A winter’s evening at my ancestral home in the village.
My cousins and I have formed a circle around the bonfire, some sitting on chairs, a few on low stools and one squatting on the ground, poking the fire. The atmosphere is convivial – my sister toasts marshmallows and the kids line up from time to time to collect their share, before scampering off again to play. The grown ups discuss their jobs, their lives and gossip about other relatives who are not present.
As I stare into the fire, and listen to the pleasant hum of voices, an image floats up from the past — of another evening, many winters ago, when we were little kids ourselves, sitting around a bonfire just like now, the smell of smoked pork in the air and the pitch blackness around us which the flames did little to dispel.
We sit in rapt attention, the fire dancing in our eyes, as our grandfather recounts tales of horror — of ghosts that paid visits to our village from time to time, particularly on dark nights such as this.
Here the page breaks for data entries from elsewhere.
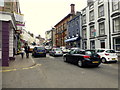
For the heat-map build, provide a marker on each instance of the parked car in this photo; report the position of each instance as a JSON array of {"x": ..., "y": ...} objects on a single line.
[
  {"x": 56, "y": 52},
  {"x": 82, "y": 58},
  {"x": 47, "y": 48},
  {"x": 107, "y": 55},
  {"x": 39, "y": 51},
  {"x": 31, "y": 49}
]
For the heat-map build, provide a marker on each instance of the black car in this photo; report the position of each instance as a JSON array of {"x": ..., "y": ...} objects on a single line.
[
  {"x": 39, "y": 51},
  {"x": 82, "y": 57}
]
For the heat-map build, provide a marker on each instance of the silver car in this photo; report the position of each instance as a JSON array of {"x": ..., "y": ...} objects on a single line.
[{"x": 56, "y": 52}]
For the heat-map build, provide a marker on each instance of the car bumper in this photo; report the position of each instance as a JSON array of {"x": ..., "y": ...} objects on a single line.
[
  {"x": 58, "y": 54},
  {"x": 92, "y": 63},
  {"x": 39, "y": 54}
]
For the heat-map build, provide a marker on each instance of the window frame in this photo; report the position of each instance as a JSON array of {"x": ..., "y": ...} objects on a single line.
[
  {"x": 99, "y": 13},
  {"x": 100, "y": 29},
  {"x": 114, "y": 30}
]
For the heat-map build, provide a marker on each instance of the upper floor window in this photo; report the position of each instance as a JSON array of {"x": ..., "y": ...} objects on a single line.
[
  {"x": 115, "y": 5},
  {"x": 101, "y": 11},
  {"x": 91, "y": 6},
  {"x": 84, "y": 19},
  {"x": 91, "y": 18},
  {"x": 100, "y": 1},
  {"x": 92, "y": 31},
  {"x": 116, "y": 24},
  {"x": 84, "y": 11},
  {"x": 102, "y": 28}
]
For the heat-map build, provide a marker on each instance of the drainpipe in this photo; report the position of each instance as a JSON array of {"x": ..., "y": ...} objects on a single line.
[{"x": 109, "y": 24}]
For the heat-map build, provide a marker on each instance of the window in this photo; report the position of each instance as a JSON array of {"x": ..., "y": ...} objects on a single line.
[
  {"x": 102, "y": 43},
  {"x": 101, "y": 11},
  {"x": 92, "y": 31},
  {"x": 91, "y": 6},
  {"x": 115, "y": 5},
  {"x": 84, "y": 33},
  {"x": 117, "y": 44},
  {"x": 100, "y": 1},
  {"x": 84, "y": 19},
  {"x": 84, "y": 45},
  {"x": 116, "y": 24},
  {"x": 92, "y": 44},
  {"x": 91, "y": 17},
  {"x": 101, "y": 28}
]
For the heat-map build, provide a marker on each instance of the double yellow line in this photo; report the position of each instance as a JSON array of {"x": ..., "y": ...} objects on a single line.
[{"x": 20, "y": 68}]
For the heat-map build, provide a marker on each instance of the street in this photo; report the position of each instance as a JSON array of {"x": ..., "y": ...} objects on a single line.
[{"x": 53, "y": 72}]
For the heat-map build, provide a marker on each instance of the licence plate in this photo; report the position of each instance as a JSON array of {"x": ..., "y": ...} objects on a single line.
[
  {"x": 95, "y": 62},
  {"x": 113, "y": 58}
]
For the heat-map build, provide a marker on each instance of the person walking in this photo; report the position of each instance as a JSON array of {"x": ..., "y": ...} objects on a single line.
[
  {"x": 27, "y": 48},
  {"x": 22, "y": 52}
]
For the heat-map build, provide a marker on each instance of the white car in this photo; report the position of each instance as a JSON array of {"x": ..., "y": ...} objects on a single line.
[
  {"x": 56, "y": 52},
  {"x": 107, "y": 55}
]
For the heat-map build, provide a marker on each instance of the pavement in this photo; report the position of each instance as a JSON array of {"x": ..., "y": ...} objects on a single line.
[{"x": 19, "y": 63}]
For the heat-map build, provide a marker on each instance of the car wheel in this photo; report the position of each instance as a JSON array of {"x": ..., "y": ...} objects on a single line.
[
  {"x": 103, "y": 60},
  {"x": 65, "y": 59},
  {"x": 80, "y": 63}
]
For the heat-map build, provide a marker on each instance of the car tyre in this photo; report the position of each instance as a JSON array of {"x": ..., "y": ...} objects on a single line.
[
  {"x": 103, "y": 60},
  {"x": 80, "y": 63}
]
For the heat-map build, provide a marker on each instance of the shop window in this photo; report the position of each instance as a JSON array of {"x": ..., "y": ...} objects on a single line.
[
  {"x": 92, "y": 44},
  {"x": 102, "y": 43}
]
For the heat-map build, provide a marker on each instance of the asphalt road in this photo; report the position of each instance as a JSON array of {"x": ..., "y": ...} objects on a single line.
[{"x": 55, "y": 73}]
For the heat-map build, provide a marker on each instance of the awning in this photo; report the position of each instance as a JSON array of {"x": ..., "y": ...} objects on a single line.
[{"x": 71, "y": 39}]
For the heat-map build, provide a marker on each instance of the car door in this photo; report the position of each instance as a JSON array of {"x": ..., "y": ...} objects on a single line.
[
  {"x": 76, "y": 56},
  {"x": 71, "y": 55}
]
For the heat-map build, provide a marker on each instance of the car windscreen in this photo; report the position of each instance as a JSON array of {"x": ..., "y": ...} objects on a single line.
[
  {"x": 40, "y": 48},
  {"x": 110, "y": 51},
  {"x": 90, "y": 52},
  {"x": 57, "y": 49},
  {"x": 100, "y": 50}
]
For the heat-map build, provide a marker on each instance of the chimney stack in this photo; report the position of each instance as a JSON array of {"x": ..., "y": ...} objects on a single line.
[{"x": 72, "y": 8}]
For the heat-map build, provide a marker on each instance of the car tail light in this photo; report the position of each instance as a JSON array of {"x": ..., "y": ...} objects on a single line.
[
  {"x": 86, "y": 56},
  {"x": 106, "y": 54}
]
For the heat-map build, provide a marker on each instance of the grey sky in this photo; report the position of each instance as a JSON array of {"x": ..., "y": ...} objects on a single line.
[{"x": 41, "y": 15}]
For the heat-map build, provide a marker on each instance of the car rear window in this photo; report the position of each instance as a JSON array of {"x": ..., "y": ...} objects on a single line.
[
  {"x": 110, "y": 51},
  {"x": 89, "y": 52},
  {"x": 40, "y": 48},
  {"x": 100, "y": 50},
  {"x": 58, "y": 49}
]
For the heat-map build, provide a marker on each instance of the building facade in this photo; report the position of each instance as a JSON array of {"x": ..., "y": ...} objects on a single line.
[
  {"x": 97, "y": 25},
  {"x": 74, "y": 31},
  {"x": 61, "y": 28},
  {"x": 115, "y": 24},
  {"x": 8, "y": 29}
]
We huddle closer together and clutch our blankets tighter, horrified and thrilled at the same time.
A servant walks by with a kerosene lamp that casts ominous shadows. Is that a banana tree in the distance, or a woman waiting in the dark for her dead lover, her head covered with one end of her sari? Hard to tell. The wind makes eerie noises as it whistles through the bamboo.
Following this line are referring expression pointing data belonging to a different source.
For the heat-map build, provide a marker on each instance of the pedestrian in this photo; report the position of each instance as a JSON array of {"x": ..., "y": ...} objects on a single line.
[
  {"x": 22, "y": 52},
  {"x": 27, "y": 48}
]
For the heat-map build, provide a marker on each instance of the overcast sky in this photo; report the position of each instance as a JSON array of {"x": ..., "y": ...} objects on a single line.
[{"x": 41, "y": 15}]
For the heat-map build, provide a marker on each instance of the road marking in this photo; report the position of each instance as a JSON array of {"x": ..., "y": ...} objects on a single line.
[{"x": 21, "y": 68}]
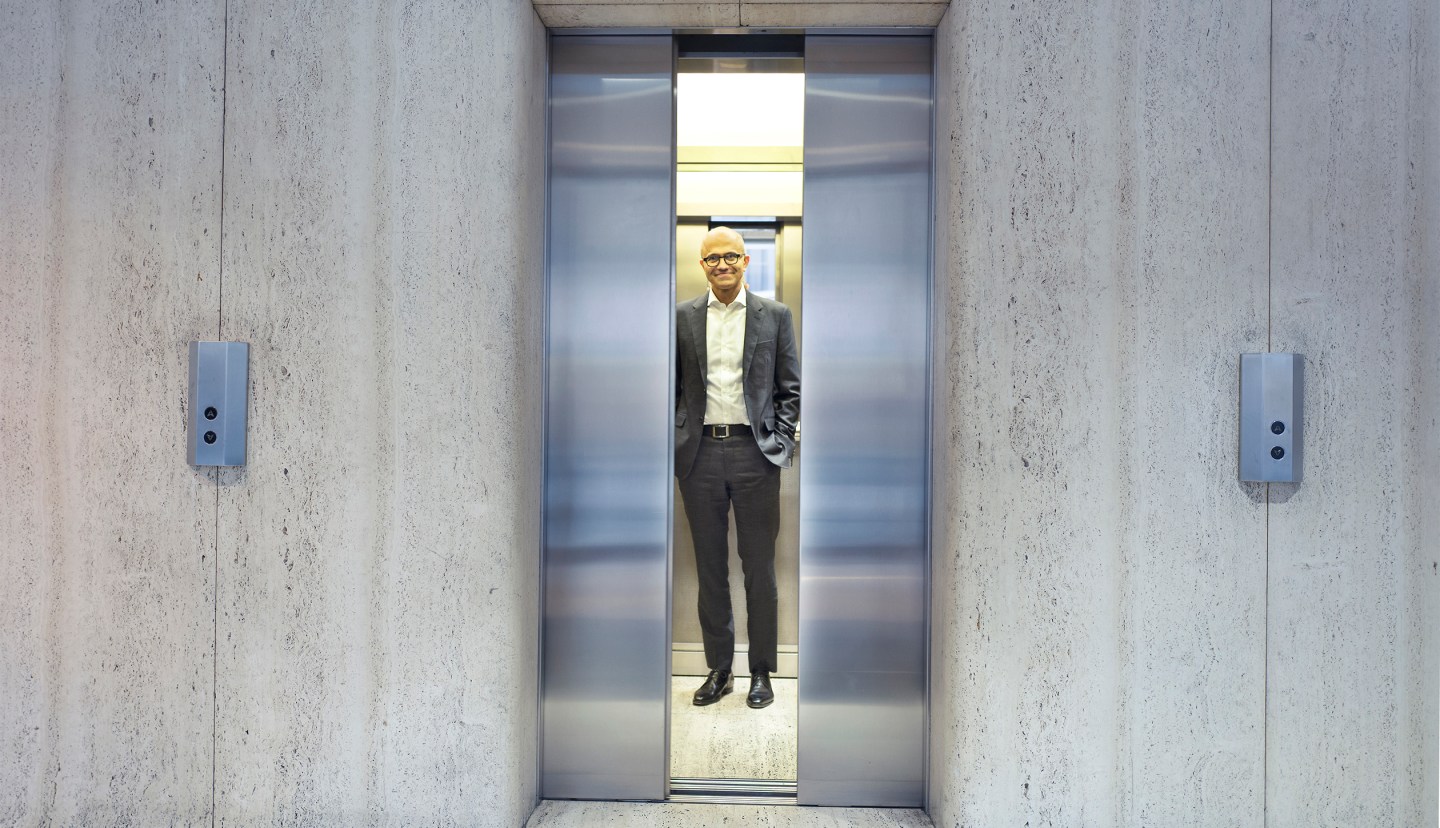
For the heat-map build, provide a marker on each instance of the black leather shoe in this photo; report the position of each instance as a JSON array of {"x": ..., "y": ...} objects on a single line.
[
  {"x": 761, "y": 693},
  {"x": 717, "y": 684}
]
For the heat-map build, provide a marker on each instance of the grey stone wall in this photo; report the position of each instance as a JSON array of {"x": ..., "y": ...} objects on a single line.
[
  {"x": 344, "y": 630},
  {"x": 1125, "y": 634}
]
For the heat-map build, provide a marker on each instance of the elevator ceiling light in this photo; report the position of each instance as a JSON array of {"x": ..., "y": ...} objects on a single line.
[{"x": 727, "y": 110}]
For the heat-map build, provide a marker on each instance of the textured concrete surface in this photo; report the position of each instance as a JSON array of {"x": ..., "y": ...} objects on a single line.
[
  {"x": 110, "y": 174},
  {"x": 1099, "y": 573},
  {"x": 729, "y": 740},
  {"x": 556, "y": 814},
  {"x": 1354, "y": 582},
  {"x": 383, "y": 257}
]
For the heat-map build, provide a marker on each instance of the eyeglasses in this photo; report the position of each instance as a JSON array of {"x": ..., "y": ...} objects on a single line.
[{"x": 713, "y": 259}]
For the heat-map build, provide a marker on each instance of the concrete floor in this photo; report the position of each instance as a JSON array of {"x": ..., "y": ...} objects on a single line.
[{"x": 729, "y": 740}]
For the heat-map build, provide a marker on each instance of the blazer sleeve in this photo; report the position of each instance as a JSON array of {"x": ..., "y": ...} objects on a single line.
[{"x": 786, "y": 376}]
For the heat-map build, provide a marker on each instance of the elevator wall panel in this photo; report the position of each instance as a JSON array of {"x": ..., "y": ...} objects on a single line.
[
  {"x": 608, "y": 468},
  {"x": 864, "y": 484}
]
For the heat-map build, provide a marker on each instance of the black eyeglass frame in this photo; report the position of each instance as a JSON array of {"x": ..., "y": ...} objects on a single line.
[{"x": 729, "y": 258}]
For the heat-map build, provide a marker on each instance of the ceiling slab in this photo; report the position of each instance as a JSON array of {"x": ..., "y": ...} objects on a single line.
[
  {"x": 681, "y": 15},
  {"x": 843, "y": 13},
  {"x": 637, "y": 15}
]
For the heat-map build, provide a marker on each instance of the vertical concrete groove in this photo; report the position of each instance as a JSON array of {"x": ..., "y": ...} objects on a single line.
[
  {"x": 219, "y": 334},
  {"x": 1269, "y": 344}
]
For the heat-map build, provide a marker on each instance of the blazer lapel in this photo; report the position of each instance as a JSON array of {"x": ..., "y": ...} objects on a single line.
[
  {"x": 697, "y": 333},
  {"x": 753, "y": 316}
]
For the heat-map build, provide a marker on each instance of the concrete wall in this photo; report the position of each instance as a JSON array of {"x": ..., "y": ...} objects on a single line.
[
  {"x": 347, "y": 625},
  {"x": 1125, "y": 634}
]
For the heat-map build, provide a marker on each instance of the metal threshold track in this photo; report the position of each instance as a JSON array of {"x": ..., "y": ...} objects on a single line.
[{"x": 732, "y": 791}]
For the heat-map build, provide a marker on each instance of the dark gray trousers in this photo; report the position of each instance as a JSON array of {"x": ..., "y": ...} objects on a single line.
[{"x": 735, "y": 471}]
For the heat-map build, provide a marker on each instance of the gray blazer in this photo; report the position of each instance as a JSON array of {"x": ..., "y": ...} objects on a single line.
[{"x": 771, "y": 376}]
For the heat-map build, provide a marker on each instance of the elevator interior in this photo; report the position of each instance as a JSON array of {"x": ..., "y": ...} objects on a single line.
[
  {"x": 739, "y": 133},
  {"x": 609, "y": 555}
]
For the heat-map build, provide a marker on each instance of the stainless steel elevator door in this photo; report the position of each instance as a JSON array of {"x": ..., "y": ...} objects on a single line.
[
  {"x": 864, "y": 484},
  {"x": 608, "y": 419}
]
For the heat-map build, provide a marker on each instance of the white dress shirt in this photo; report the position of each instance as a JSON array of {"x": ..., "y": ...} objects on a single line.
[{"x": 725, "y": 350}]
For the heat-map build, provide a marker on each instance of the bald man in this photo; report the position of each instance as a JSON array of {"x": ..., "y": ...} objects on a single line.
[{"x": 738, "y": 399}]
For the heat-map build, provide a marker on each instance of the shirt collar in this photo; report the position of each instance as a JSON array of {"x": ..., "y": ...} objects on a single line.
[{"x": 739, "y": 298}]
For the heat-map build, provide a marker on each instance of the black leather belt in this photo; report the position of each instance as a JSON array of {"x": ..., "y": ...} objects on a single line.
[{"x": 727, "y": 431}]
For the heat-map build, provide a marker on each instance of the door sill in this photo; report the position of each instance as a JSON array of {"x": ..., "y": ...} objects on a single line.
[{"x": 732, "y": 791}]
‘Dinner’s ready!’ – a voice calls out to us, bringing me back to the present. Any ghosts there were, have surely all disappeared in the harsh glare of electric bulbs and the noise of TV.
As we step away from the dying embers and make towards the house, I flash my torch at a banana tree in the distance, just to be sure it is not a lady, standing with her head covered, waiting for her dead lover, just like that evening many winters ago.
This post is the eighth in a series of 26 posts that I am writing throughout the month of April as part of the A to Z challenge 2016.